Folha de S. Paulo


Torcicolo

Guazzelli

Naquele dia ele chegou na editora com um torcicolo tão forte que ganhou o apelido de Torre de Pisa.

Na cozinha em que a equipe se reunia pra tomar café, não faltou quem lhe desse conselhos pra sarar logo. (O pior de ficar doente é ter que ouvir conselhos de parentes, amigos e conhecidos. Sem falar nos chatos melancólicos, que te acolhem como se finalmente você tivesse entrado pro time deles, dos que não querem mais viver.
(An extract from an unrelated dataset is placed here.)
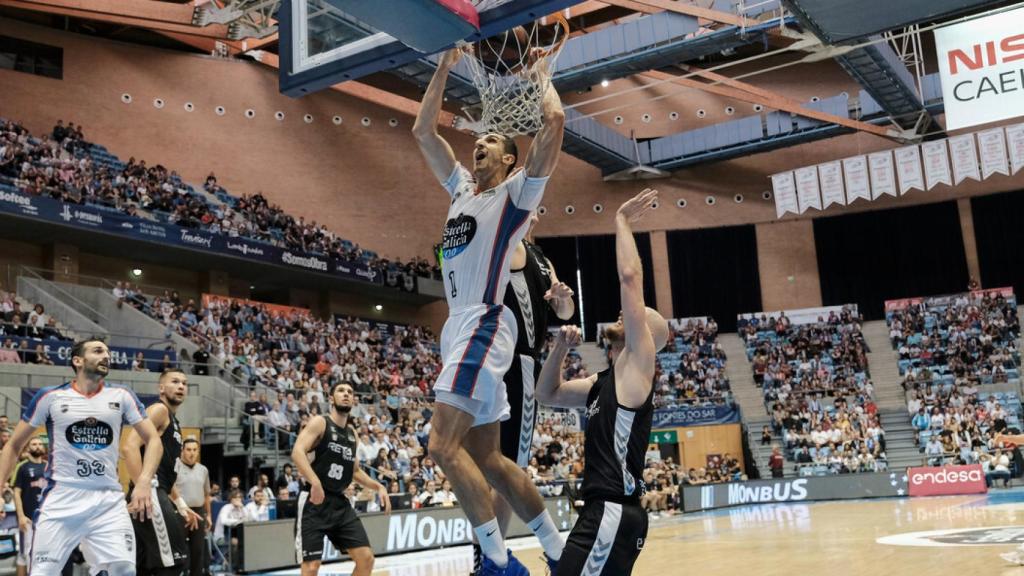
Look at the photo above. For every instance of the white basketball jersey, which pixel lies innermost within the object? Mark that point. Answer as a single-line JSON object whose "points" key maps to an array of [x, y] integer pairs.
{"points": [[84, 433], [481, 233]]}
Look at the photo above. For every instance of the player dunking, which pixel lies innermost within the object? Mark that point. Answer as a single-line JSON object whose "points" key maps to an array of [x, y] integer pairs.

Às cinco da tarde, não aguentando mais de dor, perguntou se alguém conhecia um(a) massagista. Conheciam, mas eram massagistas de madame, e após um mês de férias na Colômbia ele estava sem dinheiro.

A solução foi apelar pros classificados do jornal. Por experiências próprias em madrugadas solitárias, sabia que massagistas de jornal não oferecem exatamente os serviços que anunciam. Mesmo assim, pensou, será que não havia uma única massagista de verdade, recém-formada e barateira, perdida ali no meio do pessoal festivo?

Puxou a cadeira pra perto do telefone decidido a encontrar essa salvadora. Depois de muito "oi, gato, faço completinha", atendeu uma garota de voz doce e comum (parecia ter no colo um pacote de bolachas). Ele chegou a perguntar "você é massagista mesmo?", ao que ela respondeu "claaaro".

Quando abriu a porta (jovem, branca, bochechas vermelhas, gordinha —uma heroína de Dostoiévski), ele achou tudo normal: TV ligada, chinelo no tapete, gato no sofá.

Passaram pela cozinha, onde uma mulher, mais velha que a outra, comia feijão com macarrão. Sem parar de comer, ela o cumprimentou erguendo a mão esquerda.

A sala de massagens era um quarto minúsculo, com uma cama com buraco pra enfiar a cabeça (invenção genial) e uma mesinha com óleos e cremes (ok, massagistas também usam). O estranho era a luz roxa.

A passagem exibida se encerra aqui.